Tuesday, January 18, 2011

SQL Query optimization - Part-8 (Indexes Schmindexes)

The "Why are my queries slow despite indexes on all columns" Edition.

Consider the following table:
CREATE TABLE florist_orders(
 order_id INT NOT NULL PRIMARY KEY AUTO_INCREMENT, 
 basket_color INT (1) NOT NULL, -- This can be either 0, 1, 2 or 3
 num_roses INT NOT NULL, 
 num_sunflowers INT NOT NULL, 
 num_daisies INT NOT NULL, 
 processed INT(1) NOT NULL DEFAULT 0, 
 created TIMESTAMP DEFAULT CURRENT_TIMESTAMP
);

Let's assume that the packaging for every basket of a different color is done by a diffrent person. Additionally, baskets packaging also differs based on the maximum number of flowers of each type. If there is more than 1 of any type, the packaging differs from when there is at most 1 of each type of flower. Each packager wants to check the orders that she needs to process.

The following query works fine:
SELECT * FROM florist_orders
WHERE
 basked_color = 2 AND
 processed = 0 AND
 (num_roses > 1 OR num_sunflowers > 1 OR num_daisies > 1)
ORDER BY created ASC -- Process older orders first to avoid starvation
;

However, as the size of the florist_orders tables gorws, you realize that each query is taking too long. Why is this? You have an index on every column and yet queries are slow?

You decide to create composite indexes. As a first attempt, you create an index on
(basket_color, processed, num_roses, num_sunflowers, num_daisies)
but notice that it hasn't really affected the query's execution time. Additionally, EXPLAIN says that no indexes are being used!! What to do now?

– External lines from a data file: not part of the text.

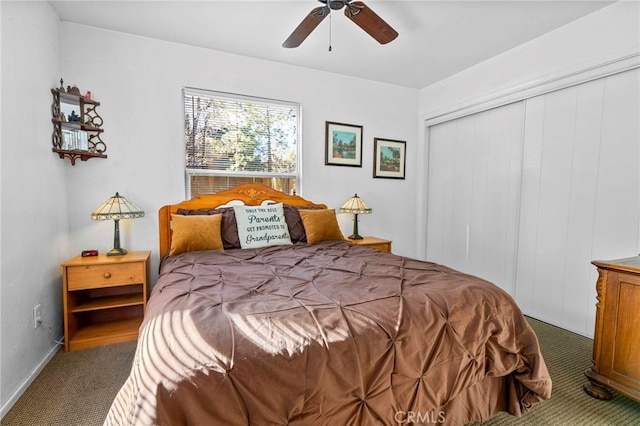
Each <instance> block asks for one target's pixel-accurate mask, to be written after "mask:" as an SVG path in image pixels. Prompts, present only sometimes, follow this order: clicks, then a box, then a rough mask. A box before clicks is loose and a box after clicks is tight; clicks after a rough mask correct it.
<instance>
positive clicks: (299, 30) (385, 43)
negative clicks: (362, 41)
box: [282, 0, 398, 47]
mask: <svg viewBox="0 0 640 426" xmlns="http://www.w3.org/2000/svg"><path fill="white" fill-rule="evenodd" d="M318 1H319V2H320V3H324V4H325V5H324V6H320V7H316V8H315V9H313V10H312V11H311V12H309V14H308V15H307V16H305V18H304V19H303V20H302V22H300V24H299V25H298V26H297V27H296V29H295V30H293V32H292V33H291V35H290V36H289V38H287V39H286V40H285V41H284V43H282V47H298V46H300V44H302V42H303V41H304V40H305V39H306V38H307V36H309V34H311V32H312V31H313V30H314V29H315V28H316V27H317V26H318V24H320V22H322V20H323V19H324V18H326V17H327V16H329V13H331V11H332V10H340V9H342V8H343V7H344V14H345V16H346V17H347V18H349V19H351V20H352V21H353V22H354V23H355V24H356V25H357V26H359V27H360V28H362V29H363V30H364V31H365V32H366V33H367V34H369V35H370V36H371V37H373V38H374V39H376V41H377V42H378V43H380V44H387V43H389V42H390V41H392V40H395V38H396V37H398V32H397V31H396V30H394V29H393V28H391V26H390V25H389V24H387V23H386V22H385V21H384V20H383V19H382V18H381V17H379V16H378V15H377V14H376V13H375V12H374V11H373V10H371V8H369V7H368V6H367V5H366V4H364V3H363V2H361V1H351V0H318Z"/></svg>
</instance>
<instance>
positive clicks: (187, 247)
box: [169, 214, 224, 256]
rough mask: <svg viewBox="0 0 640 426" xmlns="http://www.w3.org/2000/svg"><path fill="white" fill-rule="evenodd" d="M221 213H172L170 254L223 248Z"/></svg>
mask: <svg viewBox="0 0 640 426" xmlns="http://www.w3.org/2000/svg"><path fill="white" fill-rule="evenodd" d="M221 223H222V215H221V214H212V215H196V216H182V215H178V214H172V215H171V229H172V231H173V232H172V234H171V250H170V251H169V256H175V255H176V254H180V253H183V252H186V251H199V250H223V249H224V246H223V245H222V236H221V235H220V224H221Z"/></svg>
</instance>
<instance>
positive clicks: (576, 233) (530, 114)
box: [516, 70, 640, 335]
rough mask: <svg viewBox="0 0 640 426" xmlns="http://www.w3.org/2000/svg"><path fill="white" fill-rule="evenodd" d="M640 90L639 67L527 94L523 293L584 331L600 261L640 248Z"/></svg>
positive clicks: (519, 295)
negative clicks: (638, 136)
mask: <svg viewBox="0 0 640 426" xmlns="http://www.w3.org/2000/svg"><path fill="white" fill-rule="evenodd" d="M639 94H640V92H639V91H638V70H634V71H629V72H625V73H621V74H617V75H613V76H610V77H607V78H603V79H599V80H595V81H591V82H589V83H584V84H581V85H578V86H574V87H570V88H567V89H563V90H558V91H555V92H552V93H549V94H547V95H543V96H540V97H537V98H533V99H529V100H527V117H526V123H525V148H524V156H525V157H524V159H523V186H522V204H521V215H520V232H519V245H518V259H517V275H516V282H517V289H516V301H517V302H518V304H519V305H520V306H521V308H522V309H523V311H524V312H525V313H527V314H529V315H531V316H533V317H536V318H539V319H541V320H543V321H547V322H550V323H552V324H555V325H558V326H561V327H563V328H566V329H569V330H573V331H576V332H578V333H581V334H584V335H592V334H593V321H594V316H595V294H594V292H595V284H594V283H595V281H596V276H595V270H594V268H593V267H592V266H591V265H590V261H591V260H593V259H594V258H599V257H603V258H606V259H608V258H616V257H626V256H629V254H630V253H633V252H634V251H635V250H637V248H638V217H639V215H640V207H639V206H638V203H639V201H638V199H639V198H640V197H638V194H639V191H640V188H639V184H638V167H639V166H640V164H639V159H640V154H639V152H638V150H639V148H638V147H639V145H640V143H639V139H638V98H639ZM623 206H624V207H623ZM598 253H601V254H602V256H600V255H598Z"/></svg>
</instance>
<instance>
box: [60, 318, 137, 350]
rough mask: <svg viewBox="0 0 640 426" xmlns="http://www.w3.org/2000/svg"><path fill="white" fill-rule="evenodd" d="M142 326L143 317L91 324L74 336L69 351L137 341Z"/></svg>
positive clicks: (83, 327) (79, 329) (82, 327)
mask: <svg viewBox="0 0 640 426" xmlns="http://www.w3.org/2000/svg"><path fill="white" fill-rule="evenodd" d="M141 324H142V317H133V318H124V319H118V320H112V321H105V322H97V323H90V324H89V325H85V326H84V327H82V328H80V329H79V330H78V331H77V332H76V333H75V334H74V335H73V337H72V338H71V340H70V341H69V346H70V349H69V350H76V349H84V348H91V347H94V346H100V345H107V344H111V343H119V342H125V341H129V340H136V339H137V338H138V329H139V328H140V325H141ZM65 343H66V342H65Z"/></svg>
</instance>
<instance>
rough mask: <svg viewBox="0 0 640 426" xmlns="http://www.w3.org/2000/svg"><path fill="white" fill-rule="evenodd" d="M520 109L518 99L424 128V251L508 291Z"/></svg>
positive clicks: (511, 278)
mask: <svg viewBox="0 0 640 426" xmlns="http://www.w3.org/2000/svg"><path fill="white" fill-rule="evenodd" d="M522 117H523V103H522V102H521V103H517V104H512V105H508V106H505V107H501V108H497V109H494V110H490V111H485V112H483V113H479V114H474V115H472V116H468V117H464V118H460V119H457V120H453V121H451V122H447V123H443V124H439V125H436V126H433V127H431V128H430V133H429V135H430V137H429V140H430V143H429V178H428V183H427V190H428V207H427V259H428V260H431V261H434V262H438V263H442V264H445V265H447V266H450V267H452V268H454V269H458V270H460V271H463V272H466V273H470V274H473V275H477V276H479V277H482V278H484V279H487V280H489V281H492V282H494V283H495V284H497V285H498V286H500V287H502V288H503V289H505V290H506V291H508V292H511V293H512V292H513V285H514V277H515V249H516V236H517V220H518V205H519V190H520V170H521V159H522V152H521V141H522V123H523V120H522ZM514 140H515V143H514ZM448 191H451V194H447V192H448Z"/></svg>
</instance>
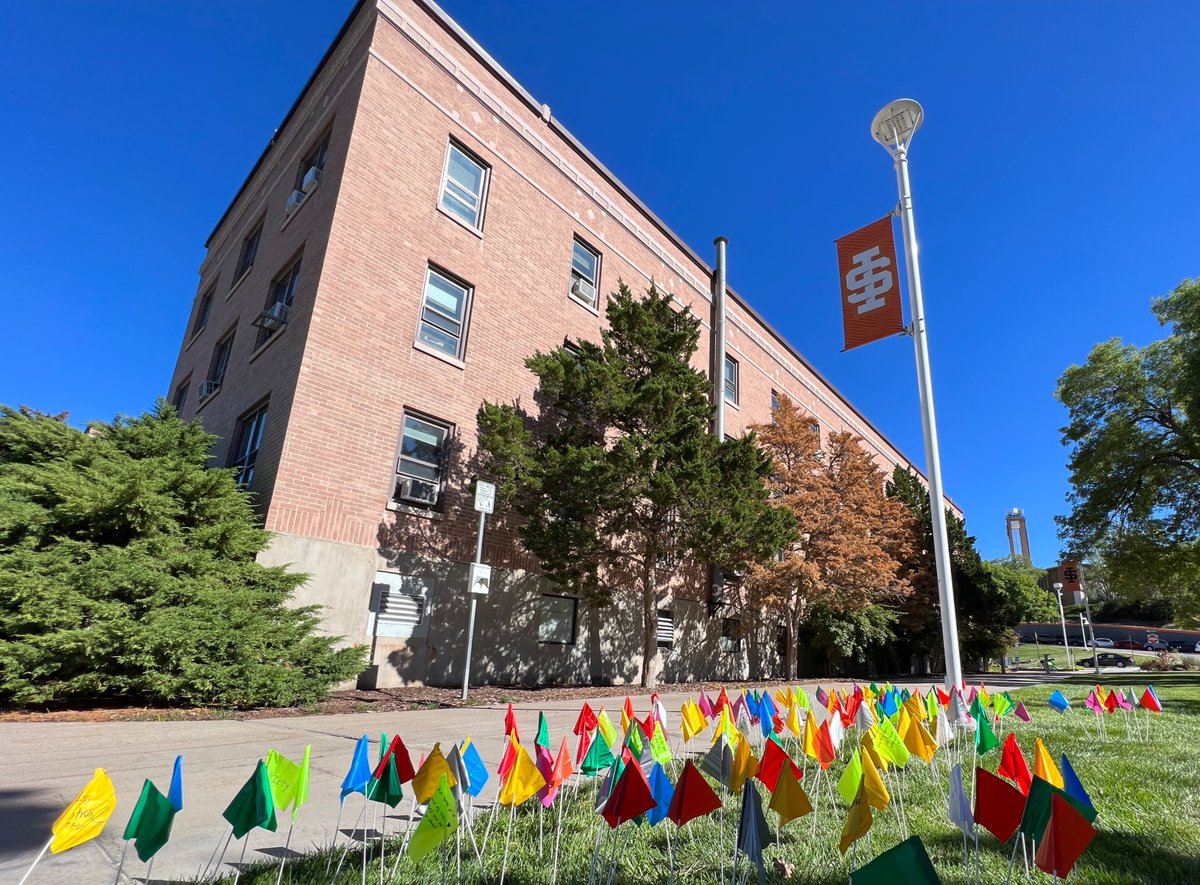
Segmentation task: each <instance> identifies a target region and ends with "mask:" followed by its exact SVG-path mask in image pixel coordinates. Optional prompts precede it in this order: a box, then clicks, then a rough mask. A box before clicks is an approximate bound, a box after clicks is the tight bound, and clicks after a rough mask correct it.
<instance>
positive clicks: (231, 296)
mask: <svg viewBox="0 0 1200 885" xmlns="http://www.w3.org/2000/svg"><path fill="white" fill-rule="evenodd" d="M305 201H306V203H307V200H305ZM296 211H300V210H296ZM252 270H254V265H250V266H248V267H247V269H246V270H244V271H242V272H241V276H240V277H238V278H236V279H235V281H233V285H230V287H229V291H228V293H227V294H226V301H228V300H229V299H232V297H233V294H234V293H235V291H238V289H240V288H241V284H242V283H244V282H246V277H248V276H250V272H251V271H252Z"/></svg>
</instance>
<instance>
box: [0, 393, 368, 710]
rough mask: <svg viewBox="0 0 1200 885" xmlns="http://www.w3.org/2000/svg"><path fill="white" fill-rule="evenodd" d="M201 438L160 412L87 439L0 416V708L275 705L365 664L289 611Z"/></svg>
mask: <svg viewBox="0 0 1200 885" xmlns="http://www.w3.org/2000/svg"><path fill="white" fill-rule="evenodd" d="M211 444H212V437H211V435H209V434H208V433H205V432H204V429H203V428H202V427H200V426H199V423H198V422H192V423H184V422H181V421H180V420H179V417H178V416H176V414H175V410H174V409H173V408H172V407H169V405H167V404H166V403H163V402H161V401H160V403H158V404H157V407H156V408H155V410H154V411H152V413H148V414H144V415H142V416H140V417H134V419H118V420H115V421H114V422H113V423H110V425H103V423H97V425H92V426H91V427H90V428H89V431H88V432H86V433H84V432H80V431H77V429H74V428H72V427H70V426H67V425H66V423H65V422H64V421H62V416H59V417H52V416H47V415H41V414H38V413H35V411H32V410H29V409H22V410H20V411H17V410H13V409H8V408H4V407H0V702H4V703H11V704H20V705H28V704H46V703H62V702H80V700H100V699H104V700H110V699H119V698H124V699H128V700H131V702H142V703H146V702H149V703H172V704H220V705H232V706H251V705H288V704H296V703H301V702H306V700H312V699H316V698H318V697H320V696H322V694H323V693H324V692H325V691H328V688H329V687H330V686H331V685H332V684H335V682H338V681H342V680H344V679H347V678H349V676H352V675H354V674H355V673H358V672H359V670H360V669H361V667H362V660H364V655H362V650H361V649H359V648H353V649H341V650H335V649H334V644H335V643H336V638H334V637H323V636H317V634H316V628H317V625H318V618H317V614H316V610H314V607H308V608H290V607H288V604H287V603H288V600H289V597H290V596H292V592H293V591H294V590H295V589H296V588H298V586H299V585H300V584H302V583H304V582H305V579H306V576H304V574H298V573H293V572H288V571H287V570H286V568H278V567H275V568H271V567H265V566H262V565H259V564H258V562H256V560H254V556H256V554H257V553H258V552H259V550H262V549H263V548H264V547H265V546H266V542H268V538H269V535H268V532H265V531H263V530H262V529H260V528H259V526H258V520H257V518H256V516H254V513H253V511H252V510H251V506H250V501H248V496H247V495H246V494H245V493H242V492H241V490H239V489H238V488H236V486H235V484H234V480H233V471H230V470H214V469H208V468H205V462H206V460H208V456H209V450H210V447H211Z"/></svg>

To solve this issue, you would need to modify your table and make it friendly for this specific query. These are the steps you would need to take:
  1. Add a column named num_flowers which is set to MAX(num_roses, num_sunflowers, num_daisies) on every INSERT and UPDATE via TRIGGERS.
  2. Then, create an index on:
    (basket_color, processed, num_flowers)
  3. Modify your query to read:
    SELECT * FROM florist_orders
    WHERE
     basked_color = 2 AND
     processed = 0 AND
     num_flowers > 1
    ORDER BY created ASC -- Process older orders first to avoid starvation
    ;
This should pretty much fix any speed issues with the aforementioned query and ensure that all queries remain responsive. This trick will work ONLY if all the flowers are being checked to be greater than the SAME number.